On Gandhi Jayanti, governor Droupadi Murmu, chief minister Raghubar Das and civic mandarins had paid floral tributes to a statue of the Mahatma at Morabadi grounds in Ranchi and declared the capital open-defecation free.

A week down the line, the sprawling green looks and smells like a community toilet and local residents are blaming an Indian Army recruitment drive, which began at adjoining Birsa Munda Football Stadium on October 4 and will continue till Monday.

More than 86,000 candidates have applied for jobs on offer and on an average 5,000 are taking the physical test every day. Since the recruitment drive begins early, most of the youths who come from far-flung areas reach the night before and, in the absence of a public toilet, they have little choice but to use the grounds as one.
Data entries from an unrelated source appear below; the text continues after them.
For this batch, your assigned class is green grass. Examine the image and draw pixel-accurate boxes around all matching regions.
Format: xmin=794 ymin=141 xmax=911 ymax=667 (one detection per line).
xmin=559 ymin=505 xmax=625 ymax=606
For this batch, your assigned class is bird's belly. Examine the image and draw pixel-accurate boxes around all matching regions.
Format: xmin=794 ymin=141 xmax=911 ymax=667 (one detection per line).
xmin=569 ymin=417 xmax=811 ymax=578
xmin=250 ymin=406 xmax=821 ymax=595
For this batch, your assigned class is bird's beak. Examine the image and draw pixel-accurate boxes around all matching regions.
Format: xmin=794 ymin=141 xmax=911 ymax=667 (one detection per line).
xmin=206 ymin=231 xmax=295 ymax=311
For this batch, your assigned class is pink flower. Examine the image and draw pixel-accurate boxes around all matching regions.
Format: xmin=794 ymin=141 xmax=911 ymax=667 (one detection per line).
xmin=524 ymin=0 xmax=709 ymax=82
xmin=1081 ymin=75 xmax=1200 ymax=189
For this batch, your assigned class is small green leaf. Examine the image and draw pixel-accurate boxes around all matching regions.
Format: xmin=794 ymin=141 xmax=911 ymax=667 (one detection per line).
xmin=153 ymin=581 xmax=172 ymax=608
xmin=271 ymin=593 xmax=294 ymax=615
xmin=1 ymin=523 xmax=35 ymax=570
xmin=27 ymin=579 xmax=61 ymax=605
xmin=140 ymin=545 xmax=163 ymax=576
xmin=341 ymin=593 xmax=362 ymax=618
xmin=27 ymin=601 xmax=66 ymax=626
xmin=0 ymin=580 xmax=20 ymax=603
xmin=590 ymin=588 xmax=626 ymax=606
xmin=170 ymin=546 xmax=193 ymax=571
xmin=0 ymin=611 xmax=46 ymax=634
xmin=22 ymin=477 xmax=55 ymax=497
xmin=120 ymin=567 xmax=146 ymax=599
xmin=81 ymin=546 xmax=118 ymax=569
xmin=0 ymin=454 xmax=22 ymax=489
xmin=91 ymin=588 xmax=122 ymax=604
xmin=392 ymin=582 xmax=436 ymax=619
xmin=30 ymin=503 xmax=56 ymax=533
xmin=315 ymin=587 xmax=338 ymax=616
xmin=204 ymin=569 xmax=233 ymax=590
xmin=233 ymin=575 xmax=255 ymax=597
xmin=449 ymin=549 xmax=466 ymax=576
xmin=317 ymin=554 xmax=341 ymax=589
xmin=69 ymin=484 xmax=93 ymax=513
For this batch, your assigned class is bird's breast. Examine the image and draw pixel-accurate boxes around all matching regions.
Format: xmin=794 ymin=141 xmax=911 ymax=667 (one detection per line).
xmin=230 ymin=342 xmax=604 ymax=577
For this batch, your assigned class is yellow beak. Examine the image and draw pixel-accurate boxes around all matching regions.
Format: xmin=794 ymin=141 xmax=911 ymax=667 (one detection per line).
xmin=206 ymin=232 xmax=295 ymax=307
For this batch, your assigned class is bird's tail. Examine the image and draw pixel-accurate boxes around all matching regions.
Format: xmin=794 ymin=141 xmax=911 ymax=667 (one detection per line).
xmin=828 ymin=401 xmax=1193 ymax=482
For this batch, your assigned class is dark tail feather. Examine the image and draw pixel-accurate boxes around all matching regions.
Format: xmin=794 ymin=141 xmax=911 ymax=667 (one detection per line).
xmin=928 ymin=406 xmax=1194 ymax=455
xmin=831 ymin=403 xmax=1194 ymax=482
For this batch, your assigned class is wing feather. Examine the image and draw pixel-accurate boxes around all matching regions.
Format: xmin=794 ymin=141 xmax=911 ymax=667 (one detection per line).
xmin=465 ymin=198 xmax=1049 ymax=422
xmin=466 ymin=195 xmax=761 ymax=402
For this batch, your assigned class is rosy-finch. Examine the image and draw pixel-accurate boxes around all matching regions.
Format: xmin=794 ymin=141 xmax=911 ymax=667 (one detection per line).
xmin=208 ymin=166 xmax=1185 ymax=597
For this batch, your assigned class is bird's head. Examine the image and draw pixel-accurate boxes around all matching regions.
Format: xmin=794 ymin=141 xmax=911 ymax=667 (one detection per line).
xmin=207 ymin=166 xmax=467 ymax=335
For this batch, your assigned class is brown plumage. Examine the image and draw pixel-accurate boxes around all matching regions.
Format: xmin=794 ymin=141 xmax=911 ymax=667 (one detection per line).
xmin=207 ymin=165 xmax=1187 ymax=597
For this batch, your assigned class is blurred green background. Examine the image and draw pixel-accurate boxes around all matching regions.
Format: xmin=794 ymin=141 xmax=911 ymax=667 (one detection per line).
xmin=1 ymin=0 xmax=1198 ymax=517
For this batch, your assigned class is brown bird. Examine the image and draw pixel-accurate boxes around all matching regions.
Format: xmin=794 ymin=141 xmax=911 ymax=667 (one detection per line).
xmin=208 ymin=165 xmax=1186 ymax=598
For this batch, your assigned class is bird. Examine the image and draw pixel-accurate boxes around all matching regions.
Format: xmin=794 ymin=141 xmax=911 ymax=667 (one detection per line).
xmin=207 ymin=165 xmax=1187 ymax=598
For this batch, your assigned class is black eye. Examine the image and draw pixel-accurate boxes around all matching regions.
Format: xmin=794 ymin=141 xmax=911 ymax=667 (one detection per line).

Garbage mounds here and there, and the horrible stench have prompted morning-walkers - many of them VIPs like urban development minister C.P. Singh - to stay away.

Former chief minister and JMM patriarch Shibu Soren, whose residence is close by, is another unsuspecting victim. A couple of day ago, the party had protested against the lack of hygiene and sanitation for army aspirants. But, both the Ranchi district administration and civic guardian RMC are looking the other way.

That the official residences of Ranchi deputy commissioner Manoj Kumar and drinking water and sanitation minister C.P. Choudhary are a stone's throw from the grounds doesn't seem to make a difference. Let alone arranging modular toilets to stop open defecation, no corporation safai worker has been seen in the area in the past week.

"Morabadi grounds is a no-go zone for us now. It is embarrassing to see hundreds relieving themselves in the open. If this the situation in a VIP area, imagine what happens elsewhere in the city," said Manisha Singh, a local resident.

Another resident said makeshift food stalls that had mushroomed were littering even the Gandhi statue area.

Aspiring army jawans rued that they had little choice.

"Who likes to defecate in the open? We are required to queue up for entry pass (for physical test) from 2am. So, we stay here at night. But, there is no provision for us. There is no drinking water tap either," said Raghubar Kumar Das, who has come all the way from West Singhbhum, 190km away.

Deputy mayor Sanjeev Vijayvargiya said the RMC could not make arrangements without prior information. "If the army is carrying out such a big drive, it should have made arrangements or it could have contacted us in advance. To my knowledge, the RMC received no communication from the army or anyone else," he added.

Colonel S.S. Parhar, the recruitment director, said the army had given a written request to the administration.

"Stopping open defecation or sweeping garbage isn't our job," he added.